How to Start a Christian Singles' Ministry at Your Church
I’ve been in churches with 20,000 members that didn’t have a singles’ ministry. By this I mean a group that meets regularly and is specifically designed for single adults of any age and circumstance – never married, legally separated, divorced, etc. Teen and young adult ministries don’t count. Almost every church has activities for this segment of the congregation, and rightly so. What is typically lacking is a ministry for older adults who have yet to be married or are single again even though they probably constitute the largest minority population in the church. Over 50% of Americans have been or are currently divorced.
Why? Pastors and priests are oftentimes afraid of putting these kinds of ministries together for fear of what might happen should things get out-of-hand. They have images of - at best, a lonely hearts’ club - at worse, a pick-up joint operating on church property. Some pastoral leaders also simply refuse to acknowledge that this target population – basically, the divorced – exist in the church, let alone that it has unique needs for Christian fellowship that deserves to be addressed. All church resources are directed at its married members and their families. Then there are those who want to minister to this segment of the congreation in a special way, but have no idea of how to go about it.
Well then, here we go…enter you! Time to take a leadership role in this wonderful ministry. Why? Because the main reason these groups aren’t flourishing in most every church is because single parishioners - like you - aren’t starting them! To do so is not difficult and the need is great. Several years ago I started a ministry in my church with two other single Christians and we went from 3 to hundreds of members within a few months. And yes, there were marriages. But there was also thousands of hours of wholesome Christian fellowship for men and women – that had nothing to do with dating - who are typically far too isolated and, in many instances, recently traumatized in the always difficult process of divorce. Restarting one’s life as, oftentimes, a single parent with limited means is not easy either. A quality Christian singles’ ministry can help ease the load.
But as I’ve pointed out, convincing your pastor or priest that a singles’ ministry is a needed and viable ministry within your church maybe a job in itself. So before you ask for a meeting room and maybe a small startup stipend, you better be packin’ a factual, well-planed proposal that explains exactly what the ministerial needs of most divorced Christian are, alongside some practical and wholesome ways your group intends to meet these needs. I hope the following is helpful in doing just that. (In fact, you might want to give your church leadership a copy of this article.)
CONSIDERATIONS, ISSUES & SOME GOOD TIPS
When we started our ministry, we asked for one meeting room and the kitchen equipment to make coffee and tea during meetings. We also bought bottled water and pop. Sweets during general meetings were also served (a tradition, I believe, that continues to this day). I’m a Catholic so we asked our priest to announce the group’s advent during mass, and put its meeting times in the church bulletin. We also set out flyers around the church, rectory and school. Knowing there were no groups of this nature anywhere in the relatively small town we lived in (we called around so we knew we weren’t re-inventing the wheel), we contacted about a dozen area churches and did likewise. (The decision was made to make our club inter-denominational, we wanted to draw in other Christian singles from outside our church for a number of reasons: the need was there; it made for more interesting discussions and meetings; it created a greater pool of possible future spouses – hey, Christian singles have to have some way to meet - etc. Your group can just serve your church’s membership, it’s up to your group leadership to decide.)

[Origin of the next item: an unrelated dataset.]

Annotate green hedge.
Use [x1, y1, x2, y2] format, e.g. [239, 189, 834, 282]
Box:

For our initial meetings, we set things up so we had tables of 10 to 12 people who faced each other to facilitate talking, which was all we did for the first few meetings while the group rapidly grew from 3 to 10 to 25 to, well, hundreds, as word of mouth spread the news that there was somewhere in town for single Christians to go. We meet – had general meetings - twice a month on Wednesdays at 7:00 to 9 pm. (You have to give people enough time to get home from work and make dinner.) We always had greeters at the door and name tags.

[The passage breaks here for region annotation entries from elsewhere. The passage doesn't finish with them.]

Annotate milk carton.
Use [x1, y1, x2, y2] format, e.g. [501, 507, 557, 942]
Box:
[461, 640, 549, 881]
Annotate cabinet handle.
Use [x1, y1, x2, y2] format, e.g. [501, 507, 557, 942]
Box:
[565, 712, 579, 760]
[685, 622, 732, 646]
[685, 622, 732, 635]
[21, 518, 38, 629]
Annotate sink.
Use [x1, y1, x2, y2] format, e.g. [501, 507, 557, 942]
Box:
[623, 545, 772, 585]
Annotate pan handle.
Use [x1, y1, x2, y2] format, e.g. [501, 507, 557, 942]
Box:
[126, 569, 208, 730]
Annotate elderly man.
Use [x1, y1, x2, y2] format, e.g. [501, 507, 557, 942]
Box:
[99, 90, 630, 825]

Initial conversations centered around personal introductions and issues that interest singles, especially the difficulty there is in meeting other Christian singles and single-parent child rearing issues. Eventually we brought in quest speakers who spoke on a great variety of topics but it is very important to always have a time when every member can talk. Many older, single again people lose their married friends – meaning, all their friends - when their marriage ends. They are typically far too isolated and in need of adult social interaction with people in a similar situation.
GO FREE CHILDCARE! We quickly learned that many of our members couldn’t afford babysitters while they attended meetings and events, so we set up a childcare room in which members volunteered to serve on a rotating basis. This service alone made membership mushroom. (Remember to get church permission to do this as liability issues come into play.)
Activities & Events
As the ministry grew, we let the membership plan activities and events. Over time these included: Movie Night (members went to the movies together); Dinner Out Saturdays (members went in small groups to local restaurants); Challenge Volleyball! (very popular!); Guest Speaker Night (once a month during general meetings); Coffee Clutch; Potluck Picnics and Christmas Parties; Cedar Pointe Family Getaways; and more. Every Sunday many of us also met in front of the church and went to mass together. And for many of the larger events we provided daycare.
I cannot stress enough how isolated and friendless many new members may be…divorce can be totally life altering. Having lost married friends in the divorce, many have absolutely no one to do simple social activities with – few people want to go out to dinner or see a movie alone. The club changed that solitary equation for its members. Indeed, many a life-long friendship started at the ministry.
We always had a coordinator and sign up sheet for each event. Sometimes 8 people would sign up for an event like Movie Night, 20 for Challenge Volleyball!, and 200 or more if it was our Christmas Potluck Party. And I cannot number the activities that members on their own planned with other members -- shopping trips, Super Bowl get-togethers, etc.
Finances: Our singles club was always financially self-sustaining. We paid for everything ourselves by “passing the hat” during meetings and sometimes charging a small activity fee for events. Movie Night admission was, simply, the price of the theater ticket, plus $1. Dinner, the price of the meal you selected, plus $1. General meetings and Challenge Volleyball! were free. Cedar Point trips, the price of park admission and gas for those who drove, plus $1 for everyone who went. Potlucks, a dish to pass, plus $1. Funds were used to buy beverages and food for meetings and events – sweets for general meetings, the main meat dish for a potluck or picnic, etc., with excess monies oftentimes donated to charity – soup kitchens, our host church with did not charge us room rental, etc.
Note: We purposely planned inexpensive events and kept activity fees minimal or non-existent because many of our members were struggling financially. I suggest you do likewise.